Gordana Vilović holds a political science doctorate and is associate professor at the Faculty of Political Science – Journalism Department, Zagreb University. She has authored and co-authored a number of books on media ethics, education of journalists and diversity reporting, as well as numerous expert and scientific essays on the media. She has participated in different forms of journalists’ professional education and training, in Croatia and other South-East European countries. From 2003 to 2008 she was engaged at the International Center for Education of Journalists (ICEJ) in Zagreb and was assistant professor at the Media and Society Culture (Journalism Department) of the University of Dubrovnik.
Ognian Zlatev holds an MA in classical philology from Sofia University, and qualifications in media and NGO development, media relations, journalism training, international public relations, political communications and election campaigning. He is managing director of the Media Development Center (Bulgaria), and member of the managing board of Bulgarian National TV. He is a founder and board member of the South East European Network for Professionalization of the Media, and was its president between 2002 and 2004. He worked as external communications and public outreach consultant for the World Bank in Bulgaria and as media expert on self-regulation for OSCE and UNESCO. He is a board member of the Bulgarian National Council for Journalism Ethics, and sits on the Global Forum for Media Development’s Steering Committee. He is member of the Selection Committees for the Robert Schumann and the Dr Erhard Busek SEEMO Awards.
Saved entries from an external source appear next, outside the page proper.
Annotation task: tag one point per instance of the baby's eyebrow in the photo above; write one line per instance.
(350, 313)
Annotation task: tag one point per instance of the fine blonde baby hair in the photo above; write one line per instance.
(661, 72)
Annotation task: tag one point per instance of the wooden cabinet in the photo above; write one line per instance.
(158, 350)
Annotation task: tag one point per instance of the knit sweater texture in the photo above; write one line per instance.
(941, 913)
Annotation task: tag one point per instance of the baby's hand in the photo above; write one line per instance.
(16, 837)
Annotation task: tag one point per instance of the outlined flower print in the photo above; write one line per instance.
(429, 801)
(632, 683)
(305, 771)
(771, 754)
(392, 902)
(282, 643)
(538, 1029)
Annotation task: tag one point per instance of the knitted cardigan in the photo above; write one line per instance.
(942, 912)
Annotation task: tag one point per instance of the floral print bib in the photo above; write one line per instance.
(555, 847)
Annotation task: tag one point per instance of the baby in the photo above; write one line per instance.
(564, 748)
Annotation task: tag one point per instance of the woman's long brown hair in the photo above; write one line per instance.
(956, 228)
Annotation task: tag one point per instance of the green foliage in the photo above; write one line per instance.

He lectured at the Diplomatic Institute of the Bulgarian Ministry of Foreign Affairs, the Albanian Media Institute and the Media Plan Institute (Sarajevo). He was director of information centres for OSI in Sofia, manager of the BBC Centre and exchanges officer for the British Council in Bulgaria, and authored over 15 publications on media issues.
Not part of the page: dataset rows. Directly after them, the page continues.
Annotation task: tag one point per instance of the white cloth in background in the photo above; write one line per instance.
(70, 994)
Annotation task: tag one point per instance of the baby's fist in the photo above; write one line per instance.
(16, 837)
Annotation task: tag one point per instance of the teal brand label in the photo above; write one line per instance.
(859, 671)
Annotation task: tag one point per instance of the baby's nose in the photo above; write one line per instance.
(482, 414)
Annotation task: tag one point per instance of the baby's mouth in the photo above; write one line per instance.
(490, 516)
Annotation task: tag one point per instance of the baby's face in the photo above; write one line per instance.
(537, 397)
Ljiljana Zurovac has been the Executive Director of the Press Council in Bosnia-Herzegovina since September 2005. An expert on media self-regulation and ethics, following the almost breakdown of the first self-regulatory body in SEE at the beginning of 2005, she established a new Press Council for all print media in Bosnia-Herzegovina. In the context of the Press Council, she has also established educational programmes on media ethics and press freedom, as well as on media literacy for diverse audiences. She had previously worked for six years as Programme Director at the Media Plan High College of Journalism. Between 1980 and 2008 she worked as an active radio and TV journalist, editor and host of live programs at PBS and Radio FERN. She specialized in debate programs based on conflict resolution skills. She is a regular lecturer on PR, media ethics and self-regulation, and has actively participated in international events in different European countries. She was a Board member of the South East European Network for Professionalization of Media, and is a member of the Board of Civil Society in Bosnia-Herzegovina. She holds bachelor degrees in Dramaturgy and Comparative Literature from the Academy for Art.